A Velletri la festa di Sant’Antonio unisce tradizione, comunità e scuola

  • A Colle Perino l’arrivo dei cavalli e dei cavalieri con lo Stendardo ha emozionato gli alunni

di Redazione

Velletri 19 gennaio 2026 – La festa di Sant’Antonio Abate, tra le più sentite e partecipate della tradizione popolare velitterna, continua a dimostrare la sua straordinaria capacità di unire generazioni, quartieri e istituzioni.

Un patrimonio culturale che non si limita a sopravvivere, ma si rinnova ogni anno grazie all’impegno delle associazioni storiche e alla partecipazione viva della cittadinanza.

In questo contesto, l’iniziativa che ha coinvolto il plesso scolastico di Colle Perino rappresenta un esempio luminoso di come la tradizione possa entrare nella quotidianità educativa, trasformandosi in esperienza diretta, emozionante e formativa.

Venerdì 16 gennaio gli alunni e le insegnanti del plesso di Colle Perino hanno vissuto un momento speciale con l’arrivo dei cavalieri e dei loro cavalli in occasione della festa di Sant’Antonio Abate, un evento che ha portato nel cortile della scuola il fascino di una tradizione antica, profondamente radicata nella storia e nella cultura del territorio.

Il passaggio dello stendardo di Sant’Antonio Abate all’interno della scuola ha avuto infatti un profondo valore simbolico ed educativo. Tutti gli alunni hanno accolto la tradizione con entusiasmo, meraviglia e curiosità, dimostrando come la memoria del passato possa continuare a vivere attraverso le nuove generazioni.

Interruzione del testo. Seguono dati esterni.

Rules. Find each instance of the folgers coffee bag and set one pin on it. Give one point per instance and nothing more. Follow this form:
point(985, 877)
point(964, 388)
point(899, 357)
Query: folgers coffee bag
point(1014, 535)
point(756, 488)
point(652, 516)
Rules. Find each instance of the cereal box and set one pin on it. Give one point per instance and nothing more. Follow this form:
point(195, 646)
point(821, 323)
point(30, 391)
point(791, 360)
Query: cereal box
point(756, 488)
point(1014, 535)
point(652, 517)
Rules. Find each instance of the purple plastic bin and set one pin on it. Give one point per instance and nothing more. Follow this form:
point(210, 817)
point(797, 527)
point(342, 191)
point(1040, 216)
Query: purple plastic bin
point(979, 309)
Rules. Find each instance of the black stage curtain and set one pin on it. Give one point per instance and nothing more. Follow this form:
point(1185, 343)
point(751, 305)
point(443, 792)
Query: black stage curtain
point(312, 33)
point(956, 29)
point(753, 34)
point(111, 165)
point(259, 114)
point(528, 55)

La scuola diventa così un luogo dove la tradizione non è solo raccontata ma vissuta e condivisa, rafforzando il legame tra identità culturale e crescita educativa.

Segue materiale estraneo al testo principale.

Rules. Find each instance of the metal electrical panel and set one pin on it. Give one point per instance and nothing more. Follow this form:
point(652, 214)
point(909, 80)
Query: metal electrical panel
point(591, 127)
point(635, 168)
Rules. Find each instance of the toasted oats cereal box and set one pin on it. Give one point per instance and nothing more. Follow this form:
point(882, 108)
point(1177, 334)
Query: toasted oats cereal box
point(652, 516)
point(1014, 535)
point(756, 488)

Un profondo ringraziamento è stato rivolto ai cavalieri dell’Università dei Mulattieri e Carrettieri di Velletri, custodi di un sapere antico che continua a essere tramandato con passione e dedizione.

La festa di Sant’Antonio Abate, con la benedizione degli animali, le sfilate, gli stendardi e il coinvolgimento dei rioni, rappresenta da sempre un momento di coesione per la città. Portare questa tradizione dentro le scuole significa rafforzare il senso di appartenenza e offrire ai più piccoli la possibilità di conoscere da vicino un pezzo fondamentale della storia locale.

L’iniziativa di Colle Perino mostra quanto sia prezioso il dialogo tra cultura popolare e mondo educativo: un ponte che permette ai bambini di comprendere il valore delle radici, mentre vivono un’esperienza concreta, emozionante e profondamente legata alla loro comunità.

In un’epoca in cui molte tradizioni rischiano di affievolirsi, Velletri dimostra ancora una volta la sua capacità di custodire e rinnovare il proprio patrimonio culturale. E quando la scuola diventa protagonista di questo processo, il futuro della memoria collettiva appare più solido, più consapevole e più condiviso.